Chapitre V

Lorsque Elwana ouvrit les yeux, la première chose qu'elle remarqua fut le noir ambiant. Il faisait aussi noir que dans un four, et aucune source de lumière ne lui permettait de voir, si ce n'était qu'à quelques centimètres autour d'elle. Elle essaya de se relever, mais le cliquetis métallique des menottes qui entouraient ses fins poignets la ramena à la dure réalité. Son dos se reposa sur un mur froid, dont les pierres humides éraflèrent la peau sensible de la jeune femme.

Un sursaut traversa son corps lorsqu'un bruissement se fit entendre à sa droite. Les battements de son cœur s'emballèrent tandis que son front s'humidifiait de sueur. Lentement, elle tourna la tête vers la source du bruit. Un étrange garçon, dont les mèches de cheveux retombaient doucement devant ses yeux, était attaché par les même liens qui retenaient Elwana. Encerclant ses jointures dans une étreinte douloureuse, des traces bleutées marquait sa peau blanche. Celle-ci étant à ses côtés, elle put remarquer qu'il semblait agité, se débattant dans son inconscience, murmurant des mots incompréhensibles. Soudainement, il entrouvrit les yeux et regarda la jeune femme, balbutiant difficilement.

- Elwana...

Puis, le jeune homme retomba mollement contre le mur, ayant de nouveau sombré dans un sommeil bouleversé.

Elwana, face à ce spectacle, resta interdite. Elle le scruta du regard, cherchant dans sa mémoire, mais non, elle ne le reconnaissait pas. Et pour cause ! Elle ne le connaissait tout simplement pas ! Un gémissement la tira de sa contemplation. Tournant la tête cette fois-ci à sa gauche, elle put discerner, quoique difficilement, une autre forme. Celle-ci, contrairement à celle de droite, était féminine. Ses court cheveux en bataille s'arrêtaient à la naissance de sa nuque. Ses yeux étaient entrouverts tandis qu'un nouveau gémissement de douleur traversait ses lèvres. Sentant qu'on l'observait, elle tourna lentement la tête, croisant le regard d'Elwana. Les deux jeunes filles se toisèrent en silence. Finalement, ce fut Elwana qui prit la parole, doucement, afin de ne pas plus effrayer sa voisine.

- Je... Je m'appelle Elwana... Et toi ?

Un nouveau silence pesant lui répondit avant que la voix, rendue rauque par un long mutisme, ou un cri peut-être, ne lui réponde, d'un murmure qui se perdit dans le vide.

- Oikua.

Un crissement les coupèrent tandis qu'un grincement sourd retentissait dans la petite cellule. Une porte s'ouvrit, les gonds craquant doucement. La lumière du feu éblouit les deux jeunes femmes qui fermèrent les yeux. Peu à peu, une fois de nouveau habituée à la luminosité brûlante, elles rouvrirent leurs paupières.

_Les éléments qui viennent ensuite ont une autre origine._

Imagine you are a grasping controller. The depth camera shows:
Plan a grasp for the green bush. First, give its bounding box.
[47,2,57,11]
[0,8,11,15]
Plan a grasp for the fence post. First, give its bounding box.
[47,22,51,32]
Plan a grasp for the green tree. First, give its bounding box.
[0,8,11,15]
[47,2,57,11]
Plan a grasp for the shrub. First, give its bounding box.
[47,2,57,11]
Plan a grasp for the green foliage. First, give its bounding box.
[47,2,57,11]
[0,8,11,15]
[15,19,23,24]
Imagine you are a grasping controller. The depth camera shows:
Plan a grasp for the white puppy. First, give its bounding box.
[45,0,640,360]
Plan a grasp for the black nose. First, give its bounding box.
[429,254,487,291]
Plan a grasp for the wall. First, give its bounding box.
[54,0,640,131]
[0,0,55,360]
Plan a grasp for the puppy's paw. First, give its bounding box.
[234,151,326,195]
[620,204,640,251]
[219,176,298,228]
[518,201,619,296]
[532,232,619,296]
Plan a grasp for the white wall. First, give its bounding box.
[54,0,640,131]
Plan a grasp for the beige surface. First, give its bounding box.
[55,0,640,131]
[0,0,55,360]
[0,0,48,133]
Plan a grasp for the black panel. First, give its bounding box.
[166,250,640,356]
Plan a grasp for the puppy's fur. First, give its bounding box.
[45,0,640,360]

Un homme d'une taille imposante se tenait dans l'embrasure de la porte. Dans son dos, trois ombre évoluèrent avant de s'arrêter à une distance respectable. D'une voix sourde, glaciale comme un jour d'hiver, l'étrange individu pris la parole.

- Je vois qu'ici, les filles sont plus fortes...

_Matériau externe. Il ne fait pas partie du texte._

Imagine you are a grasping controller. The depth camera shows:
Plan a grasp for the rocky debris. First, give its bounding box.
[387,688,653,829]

Alors qu'il achevait sa phrase, il leva un bras malingre, claquant entre eux ses doigts squelettiques. Ses trois acolytes entrèrent à leur tour, jetant au sol deux masses. Réitérant la scène, il vinrent ainsi trois fois, jetant respectivement deux autres formes puis une. Un rire froid éclata tandis que l'homme reprenait.

- N'oubliez jamais mes paroles. Une prophétie est faite pour être brisée. Et moi, je briserais la vôtre !

Partant dans un rire dément, il fit demi-tour, ses jambes décharnées suivant difficilement le rythme. Il sortit ainsi du sombre cachot, faisant de nouveau un signe de la main à ses comparses. Silencieusement, ceux-ci s'inclinèrent profondément avant de s'approcher des murs. Collant leurs flambeaux au tiges sur les murs, il embrasèrent chacune d'entre-elles avant de sortir en refermant la porte. Le cliquetis des clés résonna avant que les pas ne s'éloignent sourdement.

La pièce, désormais illuminée d'une lueur orangé, semblait d'autant plus effrayante. Les murs noirs suintaient, tandis que des gouttes d'une eau boueuse chutaient dans des clapotis réguliers. La porte, petite et maculée d'une substance graisseuse, était accessible par un escaliers aux marches glissantes et inégales. La pièce était vide, dénuée de toute forme de confort élémentaire. Un cachot, où même des animaux ne pourraient vivre. Après avoir détaillé la pièce des yeux, Oikua et Elwana se regardèrent mutuellement. Les deux savaient qu'elles étaient loin d'être présentables, vêtues de haillons et couvertes de saletés et de sang séché. Pourtant, savoir qu'elles n'étaient pas seules dans cet effroyable cauchemar avait un aspect... rassurant. Ce fut à cette pensée qu'Elwana se souvint du jeune homme allongé à son flanc. Tournant la tête, elle posa ses yeux violets sur ce dernier. Ses cheveux rouges brillaient doucement à la lueur du feu. Son visage était crispé, son corps parcourut de spasmes. Ses lèvres se mouvaient dans des murmures étranges tandis que ses sourcils se fronçaient. Finalement, ses yeux s'ouvrirent lentement, son regard orangé croisant le violet des yeux d'Elwana. Alors que cette dernière s'apprêtait à prendre la parole, Oikua poussa une exclamation de surprise. Elwana tourna la tête vers cette dernière, regardant la source de sa stupeur.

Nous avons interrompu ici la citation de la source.